(CNN) - Two days after a Kansas newspaper revoked its endorsement of a Republican congressional candidate because it came to believe he is a so-called "birther," the campaign is telling the paper the candidate is no such thing.
Twice in the span of 30 days, Republican Tracey Mann has called on President Obama to come forward with proof of his American citizenship. But now his campaign tells the Hutchison News the candidate "misspoke" and has long believed the president has proved his citizenship.
The pushback from Mann's campaign comes after the paper, emphatically withdrew its endorsement of him.
"The reason [for withdrawing the endorsement] is that it turns out Mann is what is known as a birther," the newspaper's editorial board wrote Wednesday night. "He questions the citizenship of President Barack Obama despite evidence that is irrefutable to most objective, rational people – including a birth certificate released by the Hawaii secretary of state and birth announcements printed in Honolulu's two major newspapers."
The newspaper based its judgment on Mann's most recent comments Tuesday, made after the endorsement was published, that he did not believe President Obama's American citizenship was a proven fact.
"I think the president of the United States needs to come forth with his papers and show everyone that he's an American citizen and put this issue to bed once and for all," Mann said on KSAL's "Friendly Fire" radio show. He made similar comments during a candidate forum in June.

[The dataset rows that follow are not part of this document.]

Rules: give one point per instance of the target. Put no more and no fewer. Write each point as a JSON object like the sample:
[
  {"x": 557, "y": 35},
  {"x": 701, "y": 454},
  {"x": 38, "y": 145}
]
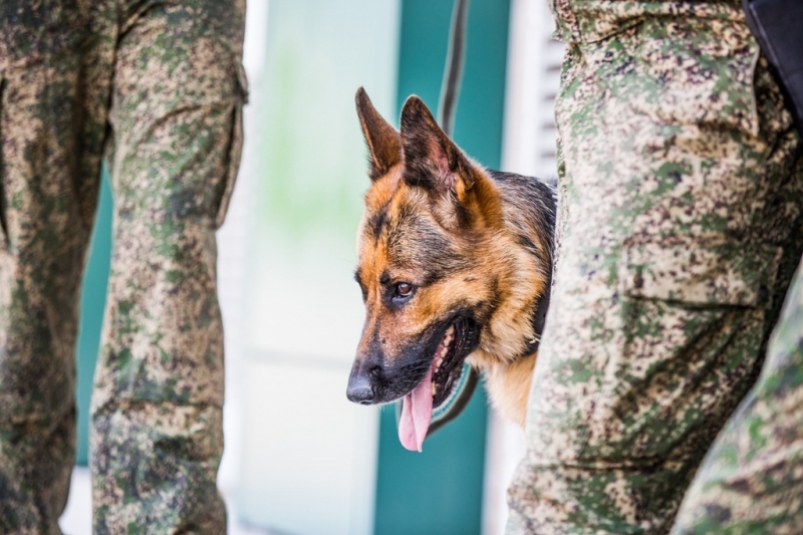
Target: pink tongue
[{"x": 416, "y": 414}]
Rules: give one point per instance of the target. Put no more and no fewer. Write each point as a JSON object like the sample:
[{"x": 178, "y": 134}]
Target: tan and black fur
[{"x": 443, "y": 242}]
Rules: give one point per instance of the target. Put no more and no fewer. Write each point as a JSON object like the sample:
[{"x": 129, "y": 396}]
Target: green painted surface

On Thursday, Mann's campaign manager, Jake DeVantier, told the Hutchinson News that Mann "misspoke" on the radio show and that he "has seen sufficient evidence to prove Obama is a citizen."
"He believed Obama was a citizen when he said that on the air," DeVantier added.
According to the newspaper, Mann is a frontrunner in the race for Kansas' first congressional district.
DeVantier, nor anyone from the Mann campaign, responded to CNN's calls or e-mail for comment.